Freddie Mac has announced that it will be requesting an additional $1.8 billion cash infusion from the Treasury Department based on the results of its Second Quarter 2010 financial statement released on Tuesday.  The government sponsored enterprise (GSE) reported a net loss attributable to common stockholders of $6.0 billion, or $1.85 per diluted common share compared to a net loss attributable to common stockholders of $8.0 billion, or $2.45 per diluted common share, for the first quarter of 2010.  The total reflected a $1.3 billion stock dividend payable to the U.S Treasury under the terms of its Senor Preferred Stock Purchase Agreement.  The net loss attributable to Freddie Mac of $4.7 billion for the quarter compared to $6.7 billion in Quarter One.

The company said that the net loss during the quarter was negatively impacted by an out-of-period accounting adjustment with the cumulative effect of $1.2 billion net of taxes.  This was the result of identifying a backlog related to the processing of "certain foreclosure alternatives reported to the company by its servicers, principally loan modifications and short sales."  This resulted in erroneous loan data within loan reporting systems and significantly affected its financial accounting and reporting systems.  

Freddie Mac had interest income of $27.9 billion compared to $28.6 in the first quarter and net interest income of $4.1 billion, virtually unchanged from the previous quarter.  $5.0 billion of the net interest income was set aside as a provision for credit loss.  Non-interest income of ($3.6) billion was a substantial improvement over the ($4.9) billion in the period ended March 31 and included a derivative losses of $3.8 billion compared to $4.7 billion in the prior period.

Non-interest expenses were $479 million compared to $667 million the previous quarter and $1.21 billion for the second quarter of 2009.  The current quarter tally included 387 million in administration expenses and $40 million in expenses related to owned real estate.

During the quarter the company charged off $3.92 billion in debt or 0.80 percent of the total mortgage portfolio.  This was a substantial increase over the $2.77 billion or 0.56 percent charged off in Quarter One.  There are currently $118.7 billion in non-performing assets in the portfolio compared to 116.1 billion last quarter.  Non-performing assets represented 5.9 percent of the portfolio in the second quarter and 5.8 percent in the first.  The single family delinquency rate however dropped from 4.13 percent to 3.96 percent.

The company's announcement that it was requesting a $1.8 billion draw from the Treasury comes days after Fannie Mae announced it would make a similar request for $1.5 billion. This draw will bring the company's total indebtedness to the government to $64.1 billion.

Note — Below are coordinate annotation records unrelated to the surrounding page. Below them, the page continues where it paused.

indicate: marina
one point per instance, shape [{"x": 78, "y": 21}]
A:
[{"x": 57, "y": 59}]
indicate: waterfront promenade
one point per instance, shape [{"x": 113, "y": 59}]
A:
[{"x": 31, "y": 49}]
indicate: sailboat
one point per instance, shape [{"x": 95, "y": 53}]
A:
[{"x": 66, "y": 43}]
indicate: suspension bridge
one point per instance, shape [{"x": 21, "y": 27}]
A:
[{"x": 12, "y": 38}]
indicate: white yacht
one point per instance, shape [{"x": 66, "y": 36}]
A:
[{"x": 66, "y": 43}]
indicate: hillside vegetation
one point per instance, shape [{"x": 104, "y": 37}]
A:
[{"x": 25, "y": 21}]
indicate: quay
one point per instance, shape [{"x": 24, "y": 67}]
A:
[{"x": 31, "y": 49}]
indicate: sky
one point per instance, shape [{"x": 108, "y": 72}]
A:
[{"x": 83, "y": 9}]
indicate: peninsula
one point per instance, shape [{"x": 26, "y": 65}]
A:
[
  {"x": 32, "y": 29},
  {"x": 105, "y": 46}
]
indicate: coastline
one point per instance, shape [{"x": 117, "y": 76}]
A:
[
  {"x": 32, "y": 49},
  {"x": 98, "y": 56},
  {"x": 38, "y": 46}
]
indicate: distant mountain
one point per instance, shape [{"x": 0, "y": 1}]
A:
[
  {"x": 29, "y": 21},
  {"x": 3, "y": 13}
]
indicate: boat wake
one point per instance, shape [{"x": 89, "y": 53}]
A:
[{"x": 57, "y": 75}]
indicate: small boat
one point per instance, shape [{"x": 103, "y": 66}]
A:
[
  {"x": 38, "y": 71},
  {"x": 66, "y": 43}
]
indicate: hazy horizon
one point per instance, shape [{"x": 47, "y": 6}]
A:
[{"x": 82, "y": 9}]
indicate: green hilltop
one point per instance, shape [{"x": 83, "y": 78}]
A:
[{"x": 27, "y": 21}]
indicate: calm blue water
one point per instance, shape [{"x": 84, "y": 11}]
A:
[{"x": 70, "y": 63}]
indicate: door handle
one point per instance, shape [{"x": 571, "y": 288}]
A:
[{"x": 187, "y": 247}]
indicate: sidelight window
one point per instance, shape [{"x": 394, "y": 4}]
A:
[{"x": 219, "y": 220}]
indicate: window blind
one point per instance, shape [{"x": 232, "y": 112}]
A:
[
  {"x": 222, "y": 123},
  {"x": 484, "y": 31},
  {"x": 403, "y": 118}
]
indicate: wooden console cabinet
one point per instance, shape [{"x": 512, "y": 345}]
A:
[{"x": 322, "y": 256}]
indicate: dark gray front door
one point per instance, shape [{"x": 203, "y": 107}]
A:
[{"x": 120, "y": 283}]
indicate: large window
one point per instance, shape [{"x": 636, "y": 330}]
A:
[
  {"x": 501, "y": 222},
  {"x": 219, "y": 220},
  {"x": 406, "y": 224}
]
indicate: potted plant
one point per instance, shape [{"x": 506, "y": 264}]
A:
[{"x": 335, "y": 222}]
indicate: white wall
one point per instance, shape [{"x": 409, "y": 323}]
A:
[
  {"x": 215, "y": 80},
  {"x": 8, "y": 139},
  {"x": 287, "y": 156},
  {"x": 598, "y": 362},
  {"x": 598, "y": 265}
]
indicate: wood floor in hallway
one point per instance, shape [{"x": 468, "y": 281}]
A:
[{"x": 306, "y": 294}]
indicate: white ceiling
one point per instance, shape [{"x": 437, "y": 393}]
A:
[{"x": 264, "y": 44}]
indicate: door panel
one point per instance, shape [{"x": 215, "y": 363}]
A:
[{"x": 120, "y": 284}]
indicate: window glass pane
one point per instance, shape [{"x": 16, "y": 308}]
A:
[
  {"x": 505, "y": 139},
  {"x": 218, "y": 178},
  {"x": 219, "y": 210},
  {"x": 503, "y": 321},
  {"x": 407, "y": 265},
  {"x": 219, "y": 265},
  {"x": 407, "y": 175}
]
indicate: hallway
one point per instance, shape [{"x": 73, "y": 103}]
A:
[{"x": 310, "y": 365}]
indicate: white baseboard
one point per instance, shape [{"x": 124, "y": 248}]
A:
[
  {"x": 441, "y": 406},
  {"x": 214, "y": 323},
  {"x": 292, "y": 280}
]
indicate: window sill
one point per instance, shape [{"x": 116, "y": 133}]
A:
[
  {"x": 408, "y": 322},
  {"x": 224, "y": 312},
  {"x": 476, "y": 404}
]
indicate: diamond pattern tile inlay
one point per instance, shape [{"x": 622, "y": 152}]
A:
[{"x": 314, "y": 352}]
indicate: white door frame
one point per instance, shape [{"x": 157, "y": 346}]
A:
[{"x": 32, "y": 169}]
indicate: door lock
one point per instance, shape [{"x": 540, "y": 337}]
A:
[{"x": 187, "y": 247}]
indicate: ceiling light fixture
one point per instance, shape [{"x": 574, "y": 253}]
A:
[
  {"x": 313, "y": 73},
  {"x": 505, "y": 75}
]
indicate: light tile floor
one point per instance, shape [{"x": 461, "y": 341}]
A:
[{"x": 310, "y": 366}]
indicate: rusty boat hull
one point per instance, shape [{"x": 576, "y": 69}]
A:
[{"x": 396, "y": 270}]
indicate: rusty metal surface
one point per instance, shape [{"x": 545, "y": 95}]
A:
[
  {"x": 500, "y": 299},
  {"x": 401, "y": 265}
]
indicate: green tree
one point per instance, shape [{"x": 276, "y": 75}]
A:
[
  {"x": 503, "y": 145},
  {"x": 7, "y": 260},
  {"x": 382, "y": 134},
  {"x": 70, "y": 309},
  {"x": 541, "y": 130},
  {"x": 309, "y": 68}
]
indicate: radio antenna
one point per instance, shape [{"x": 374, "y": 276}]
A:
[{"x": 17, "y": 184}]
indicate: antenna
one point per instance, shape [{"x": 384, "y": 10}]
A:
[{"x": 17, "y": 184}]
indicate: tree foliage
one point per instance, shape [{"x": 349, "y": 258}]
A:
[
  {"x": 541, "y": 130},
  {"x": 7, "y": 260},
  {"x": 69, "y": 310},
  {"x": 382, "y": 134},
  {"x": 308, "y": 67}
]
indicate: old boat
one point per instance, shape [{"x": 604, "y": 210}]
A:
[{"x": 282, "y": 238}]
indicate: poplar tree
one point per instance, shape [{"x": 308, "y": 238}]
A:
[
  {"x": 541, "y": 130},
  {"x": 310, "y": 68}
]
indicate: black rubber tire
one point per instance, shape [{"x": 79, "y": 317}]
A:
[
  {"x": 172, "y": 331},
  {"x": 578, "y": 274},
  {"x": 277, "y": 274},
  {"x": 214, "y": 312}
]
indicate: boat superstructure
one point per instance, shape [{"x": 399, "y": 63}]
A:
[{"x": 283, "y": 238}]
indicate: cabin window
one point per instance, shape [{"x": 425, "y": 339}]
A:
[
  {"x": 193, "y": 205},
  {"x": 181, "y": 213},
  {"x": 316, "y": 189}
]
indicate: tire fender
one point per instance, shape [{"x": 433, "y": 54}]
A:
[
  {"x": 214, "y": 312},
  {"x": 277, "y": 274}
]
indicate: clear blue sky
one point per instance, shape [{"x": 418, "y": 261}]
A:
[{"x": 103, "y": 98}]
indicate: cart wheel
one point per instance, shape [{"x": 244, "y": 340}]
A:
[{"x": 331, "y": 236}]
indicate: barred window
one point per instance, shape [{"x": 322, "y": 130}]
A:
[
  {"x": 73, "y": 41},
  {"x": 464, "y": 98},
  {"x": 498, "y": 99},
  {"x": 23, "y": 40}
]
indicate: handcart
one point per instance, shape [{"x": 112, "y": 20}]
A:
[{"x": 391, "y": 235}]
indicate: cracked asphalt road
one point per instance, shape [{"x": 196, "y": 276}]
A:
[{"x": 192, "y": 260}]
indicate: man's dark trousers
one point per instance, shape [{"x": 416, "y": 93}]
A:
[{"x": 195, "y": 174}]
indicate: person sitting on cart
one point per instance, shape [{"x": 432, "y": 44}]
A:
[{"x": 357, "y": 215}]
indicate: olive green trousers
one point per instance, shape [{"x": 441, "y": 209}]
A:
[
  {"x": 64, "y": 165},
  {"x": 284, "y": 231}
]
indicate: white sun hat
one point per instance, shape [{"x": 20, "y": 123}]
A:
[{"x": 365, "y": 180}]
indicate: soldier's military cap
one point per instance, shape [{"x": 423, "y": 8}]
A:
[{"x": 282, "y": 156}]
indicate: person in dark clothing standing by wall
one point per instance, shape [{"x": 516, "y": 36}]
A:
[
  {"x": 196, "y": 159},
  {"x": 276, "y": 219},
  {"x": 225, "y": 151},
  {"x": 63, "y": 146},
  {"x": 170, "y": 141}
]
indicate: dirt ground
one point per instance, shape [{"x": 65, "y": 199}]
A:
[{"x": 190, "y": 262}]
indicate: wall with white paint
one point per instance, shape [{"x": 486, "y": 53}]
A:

The unpaid principal balance of the company's mortgage-related investments portfolio was $739.5 billion at June 30, 2010, down from $753.3 billion at March 31, 2010, due to ongoing liquidations of the company's existing holdings outpacing purchases during the period as a result of a lack of favorable investment opportunities. The majority of the company's purchases consisted of purchases of delinquent loans from PC trusts.

The balance of the company's single-family credit guarantee portfolio was $1.87 trillion at June 30, 2010, down from $1.88 trillion at March 31, 2010, primarily due to liquidations exceeding new business activity in the second quarter.

During the quarter just ended, Freddie Mac acquired 34,667 units of owned real estate and disposed of 26,316 units.  The current inventory stands at 62,190 units compared to 53,839 units at the end of the first quarter.

"Freddie Mac continues to support the still-fragile housing market by providing America's families with access to affordable home financing and foreclosure alternatives," said Freddie Mac Chief Executive Officer Charles E. Haldeman, Jr. "We helped more than 150,000 struggling borrowers avoid foreclosure and provided funding that enabled more than 865,000 American families to buy or rent a home in the first half of 2010 - during which the GSEs again supplied the majority of all the liquidity to the U.S. mortgage market.

"At the same time, we are promoting sustainable homeownership by helping families buy homes that they can afford and keep for the long term," said Haldeman. "We recognize that high unemployment and other factors still pose very real challenges for the housing market, and with that in mind, we continue to focus on the quality of the new business we are adding to our book to be responsible stewards of taxpayer funds as we support the nation's housing market."

As Fannie Mae did earlier in its second quarter report, Freddie Mac expressed confidence in the improving quality of its portfolio of loans originated since improved underwriting guidelines were put in place in 2009.  These loans have experienced significantly better delinquency trends this early in their lifecycle than loans originated in the 2005-2008 period.